Über das Schicksal der Inhaftierten ist auch deshalb wenig bekannt, weil eine freie Berichterstattung in der Türkei schwierig ist. „Dies liegt vor allem an den verfassungsrechtlichen und einfachgesetzlichen Rahmenbedingungen der Pressefreiheit in der Türkei, der teilweise mangelnden Unabhängigkeit der Medien und schließlich an den für die Pressefreiheit besonders abträglichen Repressionen gegenüber Journalisten in der Türkei“, konstatiert die Bundeszentrale für politische Bildung.

Die mangelnde Pressefreiheit ist ein Grund, warum die Türkei noch nicht EU-Mitglied ist, obwohl sie schon so lange daran arbeitet. Seit deutlich mehr als 30 Jahren bemüht sich das eurasische Land um einen Beitritt. 1987 wurde ein erstes Beitrittsersuchen gestellt, die eigentlichen Verhandlungen starteten im Jahr 2005, ein Ende ist nicht absehbar. Erst die Hälfte der sogenannten Beitritts-Kapitel ist eröffnet und problematische Bereiche wie Grundrechte sowie Justiz, Freiheit und Sicherheit wurden noch nicht einmal angefasst.

Die Bundesregierung mahnt Grundrechtsverstöße zwar an, sie lässt den Worten aber keine Taten folgen. Sie lässt sich sogar einiges gefallen, wie das Beispiel des Moscheeverbandes Ditib zeigt. Der Erdogan nahestehende Verband zieht seit Jahren schon das Missfallen deutscher Politiker und Behörden auf sich. Aber zu Maßnahmen, etwa einer Überwachung durch den Verfassungsschutz, kann sich Berlin nicht durchringen.

Mit Diplomatie hat der Kuschelkurs der deutschen Regierung nichts mehr zu tun. Es geht um ganz andere Dinge, vor allem um Flüchtlinge und Geld. So hält die Türkei immer noch Millionen syrischer Flüchtlinge davon ab, sich auf den Weg nach Deutschland zu machen. Kanzlerin Angela Merkel ist darauf angewiesen, denn sie steht mit ihrem Versprechen im Wort, dass sich ein Flüchtlingszuzug wie 2015 nicht wiederholen wird. Sollte dies doch geschehen, könnte dass die ohnehin angeschlagene CDU-Politikerin den Job kosten.

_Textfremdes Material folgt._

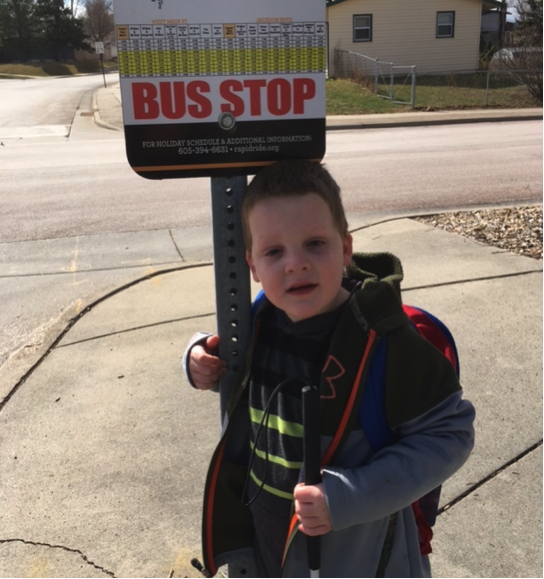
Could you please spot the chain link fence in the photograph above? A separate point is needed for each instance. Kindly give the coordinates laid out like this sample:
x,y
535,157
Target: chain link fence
x,y
462,89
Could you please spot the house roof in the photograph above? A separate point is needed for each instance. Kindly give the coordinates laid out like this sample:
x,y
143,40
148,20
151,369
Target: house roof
x,y
486,3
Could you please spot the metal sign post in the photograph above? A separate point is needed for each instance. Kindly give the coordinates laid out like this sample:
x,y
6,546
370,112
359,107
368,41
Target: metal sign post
x,y
233,293
99,48
221,89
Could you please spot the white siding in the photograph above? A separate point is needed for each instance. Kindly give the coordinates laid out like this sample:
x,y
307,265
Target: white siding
x,y
404,32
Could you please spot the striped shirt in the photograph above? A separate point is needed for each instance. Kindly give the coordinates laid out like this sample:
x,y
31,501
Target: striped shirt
x,y
284,350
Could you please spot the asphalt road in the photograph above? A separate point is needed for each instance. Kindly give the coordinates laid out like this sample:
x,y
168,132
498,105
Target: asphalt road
x,y
77,222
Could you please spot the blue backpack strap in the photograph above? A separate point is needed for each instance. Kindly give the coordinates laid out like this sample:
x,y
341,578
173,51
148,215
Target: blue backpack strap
x,y
372,408
257,303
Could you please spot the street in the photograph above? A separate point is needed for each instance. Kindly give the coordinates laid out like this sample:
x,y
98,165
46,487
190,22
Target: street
x,y
77,221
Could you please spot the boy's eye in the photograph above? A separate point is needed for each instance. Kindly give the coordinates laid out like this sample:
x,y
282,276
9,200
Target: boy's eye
x,y
272,252
316,243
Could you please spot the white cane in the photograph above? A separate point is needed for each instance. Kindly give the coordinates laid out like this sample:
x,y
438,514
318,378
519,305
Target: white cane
x,y
312,463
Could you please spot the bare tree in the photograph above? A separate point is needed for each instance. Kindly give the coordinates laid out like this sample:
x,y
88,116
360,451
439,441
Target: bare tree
x,y
98,20
523,60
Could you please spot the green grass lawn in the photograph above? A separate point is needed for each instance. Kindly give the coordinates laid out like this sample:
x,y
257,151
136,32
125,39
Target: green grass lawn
x,y
345,97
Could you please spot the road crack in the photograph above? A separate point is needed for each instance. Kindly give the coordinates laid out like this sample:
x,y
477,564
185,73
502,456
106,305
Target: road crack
x,y
489,477
63,548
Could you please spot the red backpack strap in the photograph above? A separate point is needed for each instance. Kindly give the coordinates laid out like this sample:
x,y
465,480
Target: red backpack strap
x,y
435,332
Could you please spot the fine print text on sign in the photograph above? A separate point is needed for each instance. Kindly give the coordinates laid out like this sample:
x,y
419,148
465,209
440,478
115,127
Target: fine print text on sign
x,y
207,98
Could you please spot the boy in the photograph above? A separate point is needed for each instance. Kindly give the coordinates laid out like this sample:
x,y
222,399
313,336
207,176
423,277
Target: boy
x,y
316,326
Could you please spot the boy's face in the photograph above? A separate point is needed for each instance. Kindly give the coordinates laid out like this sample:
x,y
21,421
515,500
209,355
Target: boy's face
x,y
298,255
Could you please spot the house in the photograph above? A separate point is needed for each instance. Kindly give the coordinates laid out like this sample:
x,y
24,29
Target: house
x,y
434,35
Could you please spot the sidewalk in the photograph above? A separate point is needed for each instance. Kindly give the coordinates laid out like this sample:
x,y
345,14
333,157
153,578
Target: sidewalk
x,y
106,447
108,113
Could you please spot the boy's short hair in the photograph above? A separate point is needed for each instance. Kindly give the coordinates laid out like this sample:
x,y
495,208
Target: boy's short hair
x,y
293,178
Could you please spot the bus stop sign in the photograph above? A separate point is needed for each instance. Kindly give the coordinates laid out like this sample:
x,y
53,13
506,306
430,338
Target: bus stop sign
x,y
221,88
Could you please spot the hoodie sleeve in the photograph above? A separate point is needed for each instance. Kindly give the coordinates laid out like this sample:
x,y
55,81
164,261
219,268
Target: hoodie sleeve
x,y
431,448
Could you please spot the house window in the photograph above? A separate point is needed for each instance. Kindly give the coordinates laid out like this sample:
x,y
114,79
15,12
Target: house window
x,y
362,28
445,24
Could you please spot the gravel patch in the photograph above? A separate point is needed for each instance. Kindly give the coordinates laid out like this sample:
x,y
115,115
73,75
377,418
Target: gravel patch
x,y
515,229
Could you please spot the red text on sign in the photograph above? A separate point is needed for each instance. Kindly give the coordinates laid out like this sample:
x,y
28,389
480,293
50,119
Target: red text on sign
x,y
253,97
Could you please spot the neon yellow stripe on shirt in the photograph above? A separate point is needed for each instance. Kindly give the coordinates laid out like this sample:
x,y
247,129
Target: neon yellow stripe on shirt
x,y
275,422
276,459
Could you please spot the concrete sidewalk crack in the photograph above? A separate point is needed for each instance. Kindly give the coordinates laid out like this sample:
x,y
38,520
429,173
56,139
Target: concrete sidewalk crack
x,y
136,328
86,310
489,477
176,245
63,548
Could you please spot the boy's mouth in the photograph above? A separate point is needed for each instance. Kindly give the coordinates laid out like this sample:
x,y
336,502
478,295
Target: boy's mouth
x,y
301,288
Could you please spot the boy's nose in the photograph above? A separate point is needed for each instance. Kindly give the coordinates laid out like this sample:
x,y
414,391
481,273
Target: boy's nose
x,y
296,261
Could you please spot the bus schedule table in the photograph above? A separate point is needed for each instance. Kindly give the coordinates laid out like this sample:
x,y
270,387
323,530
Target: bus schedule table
x,y
163,50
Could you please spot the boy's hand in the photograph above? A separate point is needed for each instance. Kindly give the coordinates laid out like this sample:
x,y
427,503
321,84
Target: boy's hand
x,y
205,367
312,510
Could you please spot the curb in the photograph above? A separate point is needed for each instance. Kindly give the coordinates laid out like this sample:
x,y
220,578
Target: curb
x,y
96,115
333,126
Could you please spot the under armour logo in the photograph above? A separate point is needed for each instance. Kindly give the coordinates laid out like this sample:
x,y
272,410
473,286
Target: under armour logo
x,y
334,370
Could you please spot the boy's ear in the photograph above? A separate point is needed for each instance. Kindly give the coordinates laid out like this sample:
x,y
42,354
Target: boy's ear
x,y
252,267
347,248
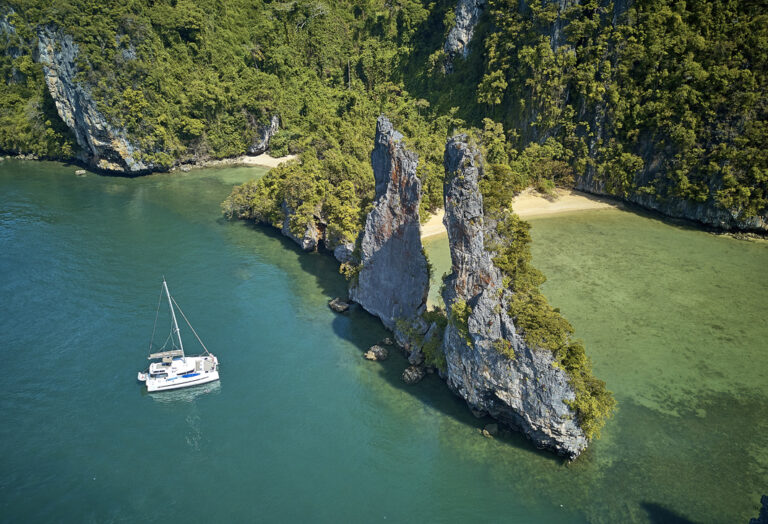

Darüber hinaus will die Bundesregierung die Türkei als Wirtschaftspartner unbedingt an ihrer Seite halten. Das Land ist ein Türöffner für viele asiatische Märkte, ein wichtiger Fürsprecher für deutsche Investitionen. Nicht umsonst unterzeichneten beide Seiten im Oktober letzten Jahres das Gründungsdokument für eine gemeinsame Wirtschafts- und Handelskommission. Sie soll trotz der anhaltenden Grundrechtsverletzungen in der Türkei nichts weniger tun, als die Beziehungen in der Handels- und Wirtschaftspolitik auf eine neue Grundlage zu stellen.

Deutschland und die Türkei sind, was wenig bekannt ist, auch Partner in der Asiatischen Infrastrukturinvestmentbank (AIIB). Berlin macht nicht gerne viel Gewese um die AIIB, an der sie mit 100 Milliarden US-Dollar beteiligt ist.

Unterm Strich ist in den deutsch-türkischen Beziehungen Geld offenbar wichtiger als Moral. Das ist peinlich für Deutschland, das sich in diesem Jahr bei zahlreichen runden Gedenktagen etwa zur Gründung der Bundesrepublik die Zeiten von Unterdrückung und Unfreiheit besonders vor Augen führt.

Möglicherweise wird 2019 aber ja doch noch das Jahr, in dem die Türkei einen wirklich spürbaren politischen Hieb bekommt. EVP-Spitzenkandidat Manfred Weber jedenfalls will die EU-Beitrittsgespräche mit der Türkei beenden, falls er Kommissionspräsident werden sollte. Es wäre auf Sicht die einzig denkbare Maßnahme, die Erdogan und die Türkei zum Einlenken bewegen könnte.